Talking to WealthPK, Muhammad Yaqoob Shah, Principal Geologist at the Global Mining Company, Islamabad, and former general manager geology at the Pakistan Mineral Development Corporation (PMDC), said, “Huge benefits are earned through mineral extraction. Often, mining is done in far-off areas and it stimulates economic activities like transport, artisanal work, employment for both skilled and non-skilled persons, etc. It also provides many industrial units with a variety of raw inputs to use in the manufacture of different products. Unfortunately, a few factors are restricting this sector from flourishing, i.e. non-implementation of environmentally safe mining practices, negligence of socio-economic responsibilities of the mine leasing bodies, proper policies to reduce the post-mining impacts related to humans and the environment, etc. As soon as the resource of a mine depletes and the operation ceases, mostly the host communities, environment, and the land are abandoned and worse than before the mining begins,’’ said Yaqoob.

“Generally, mining addresses three dimensions of sustainable development, i.e. social, economic, and environmental. Mismanagement of them results in degraded landscapes. A huge quantity of abandoned industrial waste and other pollutants, e.g. mercury, commonly used in small-scale gold mining, directly release into the environment and pollute the atmosphere, causing serious health risks,’’ he said.

Yaqoob said blasting, deforestation, alteration in soil profile, erosion, dust, scattered mining waste, mine tailings, contamination of aquatic sources, noise pollution, and unavailability of proper safety measures exposing the labourers to health hazards, disturbance in ecology, habitat fragmentation, etc., were a few of many factors that make this most productive sector a mess.

“Sustainable and green mining is important for socioeconomic welfare and growth. To mitigate the adverse environmental impacts, few things are necessary, i.e. mining by using green technology/eco-friendly equipment, proper consumption of mine tailings, rehabilitation of mining sites, possible recycling, etc.”

“All illegal mining practices should be prohibited at all costs. It should also be made a mandatory part of the mining lease policy to start productive economic activities for the host community, i.e. cottage industries, vocational training, including health, education, clean water, capacity building of people, infrastructure, sanitation facilities, communication and power sources, etc. All these activities will not only help keep the economic circle regular but also rehabilitate the ecology after the mine closure,’’ he continued.

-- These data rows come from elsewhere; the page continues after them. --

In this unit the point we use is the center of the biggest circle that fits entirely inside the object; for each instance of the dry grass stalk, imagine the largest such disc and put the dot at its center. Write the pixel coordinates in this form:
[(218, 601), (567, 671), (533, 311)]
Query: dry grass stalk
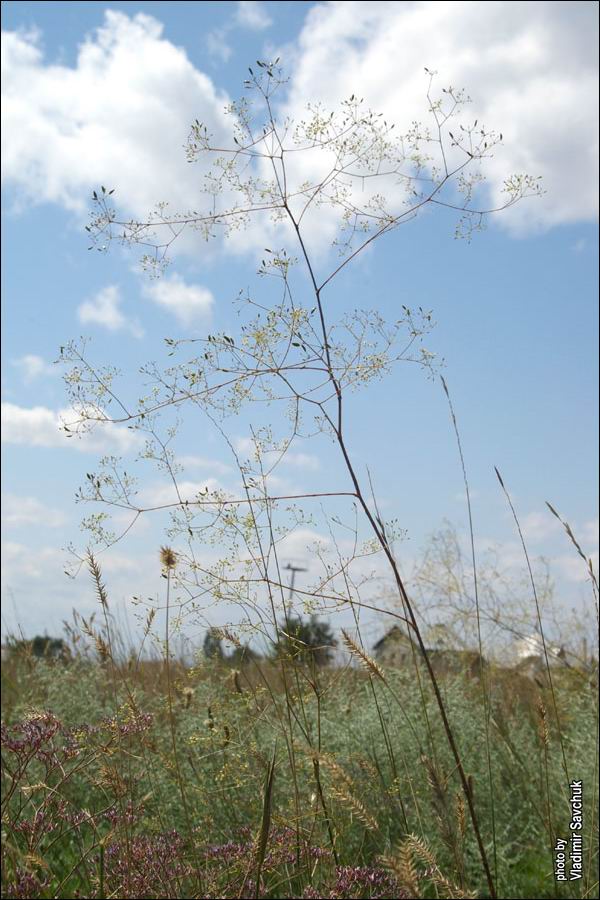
[(357, 651)]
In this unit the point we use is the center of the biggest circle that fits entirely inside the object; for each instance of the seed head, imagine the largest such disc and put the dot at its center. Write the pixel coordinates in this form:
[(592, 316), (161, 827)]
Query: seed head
[(168, 557)]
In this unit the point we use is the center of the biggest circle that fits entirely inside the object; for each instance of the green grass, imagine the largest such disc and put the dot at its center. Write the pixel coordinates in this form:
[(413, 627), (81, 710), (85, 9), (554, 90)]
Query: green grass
[(354, 776)]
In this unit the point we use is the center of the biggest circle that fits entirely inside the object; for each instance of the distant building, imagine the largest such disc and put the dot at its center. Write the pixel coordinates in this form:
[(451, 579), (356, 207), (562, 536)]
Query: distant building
[(397, 650)]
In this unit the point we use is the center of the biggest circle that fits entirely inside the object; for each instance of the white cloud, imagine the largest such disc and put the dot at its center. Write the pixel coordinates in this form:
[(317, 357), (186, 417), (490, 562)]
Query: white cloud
[(119, 117), (39, 426), (189, 303), (530, 69), (103, 309), (251, 14), (18, 511), (165, 494), (33, 366)]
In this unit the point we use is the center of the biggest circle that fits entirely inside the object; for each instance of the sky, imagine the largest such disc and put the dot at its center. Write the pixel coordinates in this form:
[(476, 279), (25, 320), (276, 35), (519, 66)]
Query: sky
[(105, 95)]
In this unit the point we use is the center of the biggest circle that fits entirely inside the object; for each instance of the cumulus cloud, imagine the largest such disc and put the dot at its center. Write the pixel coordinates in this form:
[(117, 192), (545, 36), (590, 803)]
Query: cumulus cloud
[(17, 511), (33, 366), (39, 426), (189, 303), (119, 117), (121, 114), (530, 68), (103, 309)]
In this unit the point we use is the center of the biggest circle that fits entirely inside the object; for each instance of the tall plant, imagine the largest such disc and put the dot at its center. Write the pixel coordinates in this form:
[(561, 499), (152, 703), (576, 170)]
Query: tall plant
[(351, 174)]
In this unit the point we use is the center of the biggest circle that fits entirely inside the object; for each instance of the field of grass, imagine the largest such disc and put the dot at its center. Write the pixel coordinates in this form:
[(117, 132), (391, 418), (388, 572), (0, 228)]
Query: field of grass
[(287, 780)]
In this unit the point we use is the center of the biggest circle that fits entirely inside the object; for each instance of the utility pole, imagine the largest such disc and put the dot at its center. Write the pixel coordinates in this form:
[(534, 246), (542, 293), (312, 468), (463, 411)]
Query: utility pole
[(293, 570)]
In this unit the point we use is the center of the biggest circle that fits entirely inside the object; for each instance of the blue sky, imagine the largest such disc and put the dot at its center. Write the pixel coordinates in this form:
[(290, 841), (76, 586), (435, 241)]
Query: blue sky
[(105, 95)]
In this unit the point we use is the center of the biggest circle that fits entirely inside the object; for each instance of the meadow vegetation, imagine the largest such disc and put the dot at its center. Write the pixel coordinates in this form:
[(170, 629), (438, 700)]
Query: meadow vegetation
[(299, 771)]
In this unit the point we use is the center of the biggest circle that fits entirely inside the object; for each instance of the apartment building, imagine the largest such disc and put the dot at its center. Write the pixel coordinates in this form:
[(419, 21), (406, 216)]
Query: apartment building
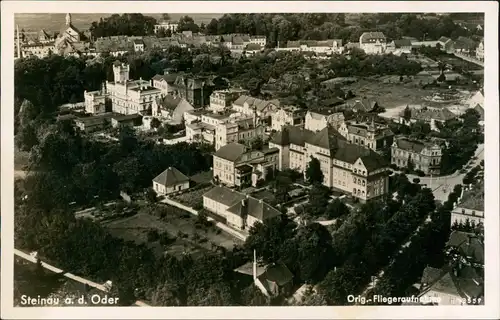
[(236, 165), (221, 100), (371, 135), (373, 42), (287, 115), (349, 168), (424, 156), (317, 120), (130, 96)]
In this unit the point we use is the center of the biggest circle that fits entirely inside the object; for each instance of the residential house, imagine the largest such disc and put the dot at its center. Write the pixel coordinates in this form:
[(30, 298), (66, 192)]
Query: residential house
[(326, 47), (38, 49), (242, 129), (130, 96), (272, 280), (171, 107), (166, 25), (446, 44), (400, 46), (94, 123), (131, 120), (95, 101), (221, 100), (364, 105), (260, 40), (45, 37), (68, 32), (164, 81), (196, 90), (317, 120), (235, 165), (372, 135), (240, 211), (427, 115), (424, 156), (287, 115), (452, 285), (169, 181), (373, 42), (480, 51), (348, 168), (261, 108), (202, 124), (138, 45), (464, 45)]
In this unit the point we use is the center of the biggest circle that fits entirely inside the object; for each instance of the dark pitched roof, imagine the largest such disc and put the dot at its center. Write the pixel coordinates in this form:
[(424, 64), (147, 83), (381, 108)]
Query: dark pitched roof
[(224, 195), (292, 135), (169, 77), (255, 208), (168, 102), (402, 43), (364, 105), (277, 274), (232, 151), (327, 138), (371, 36), (171, 177), (410, 145)]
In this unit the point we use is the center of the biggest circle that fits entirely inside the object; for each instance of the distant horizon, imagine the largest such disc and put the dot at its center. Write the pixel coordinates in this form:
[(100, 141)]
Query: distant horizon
[(34, 22)]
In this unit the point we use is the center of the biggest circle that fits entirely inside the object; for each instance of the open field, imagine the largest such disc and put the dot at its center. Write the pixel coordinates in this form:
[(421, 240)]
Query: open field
[(54, 21), (388, 95), (175, 222)]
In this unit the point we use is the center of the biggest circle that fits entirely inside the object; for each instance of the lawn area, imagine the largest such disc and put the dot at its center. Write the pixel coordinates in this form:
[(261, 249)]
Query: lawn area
[(183, 235), (193, 198), (388, 95)]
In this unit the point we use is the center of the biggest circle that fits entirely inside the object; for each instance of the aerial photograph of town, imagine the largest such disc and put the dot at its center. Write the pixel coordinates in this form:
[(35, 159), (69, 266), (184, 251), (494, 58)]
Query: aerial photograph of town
[(249, 159)]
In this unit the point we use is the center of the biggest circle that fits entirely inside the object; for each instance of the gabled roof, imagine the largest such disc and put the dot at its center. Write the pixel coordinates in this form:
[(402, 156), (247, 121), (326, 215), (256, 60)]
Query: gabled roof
[(410, 145), (255, 208), (364, 105), (171, 177), (444, 39), (327, 138), (169, 77), (402, 43), (371, 36), (231, 152), (168, 102)]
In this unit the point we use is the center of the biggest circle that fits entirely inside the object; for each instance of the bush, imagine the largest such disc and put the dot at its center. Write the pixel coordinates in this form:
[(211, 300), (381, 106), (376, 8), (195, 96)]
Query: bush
[(153, 235), (165, 239), (420, 173)]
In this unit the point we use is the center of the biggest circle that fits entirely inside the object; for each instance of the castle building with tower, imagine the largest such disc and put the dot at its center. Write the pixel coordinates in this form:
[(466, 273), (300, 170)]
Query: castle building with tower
[(130, 96)]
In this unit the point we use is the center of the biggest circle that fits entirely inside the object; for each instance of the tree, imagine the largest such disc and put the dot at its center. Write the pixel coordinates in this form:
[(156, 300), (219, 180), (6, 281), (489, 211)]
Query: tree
[(313, 172), (336, 209), (315, 256), (166, 295)]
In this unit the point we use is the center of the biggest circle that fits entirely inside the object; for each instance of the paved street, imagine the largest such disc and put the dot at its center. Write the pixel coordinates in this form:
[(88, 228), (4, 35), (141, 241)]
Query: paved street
[(443, 186)]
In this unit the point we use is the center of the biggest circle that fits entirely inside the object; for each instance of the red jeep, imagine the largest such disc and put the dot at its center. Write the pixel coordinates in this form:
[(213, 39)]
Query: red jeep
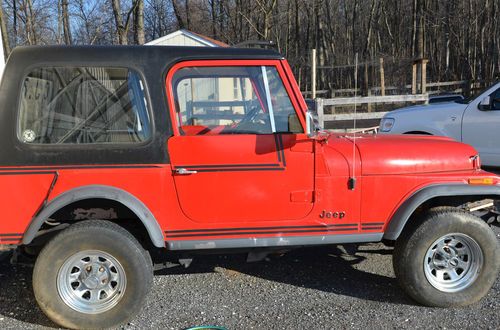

“In order to remodel mining into a sustainable and green sector, involvement of all stakeholders is important. The mining bodies earn profits. The government must make it mandatory for all existing and new mining lease holders to implement green mining and follow the Sustainable Development Goals. The United Nations Environmental Assembly (UNEA) adopted a resolution in 2019 concerning ‘mineral resource governance,’ with the coordination of the United Nations Environment Programme (UNEP). “
To address this purpose, International Resource Panel and the UN Environmental Program (UNEP) both have conducted a global assessment to identify the major issues, improve mineral resource governance, and promote sustainable management of both metal and mineral resources. The key findings as the most focal subject were infrastructure development in the mining areas, tailing management, artisanal and small-scale mining, harmonization of governance parameters, mine waste disposal, mine closure plans, and national-level governance.’’

Yaqoob suggested that proper management will bring a new life to the mining sector by making it more productive and managing it on scientific and environment-friendly grounds.

He further suggested that a national task force and action committee should be formed to implement the framework according to the UNEA/UNEP recommendations/agenda, which will help develop Pakistan’s mineral industry in alignment with the international standards.

“In this context, promulgation of mining law, grant of new quarrying licenses only for the reserves as indicated via the titled image, and standardization of mining agreements to address all future and operational mining leases will also be helpful,” added Yaqoob.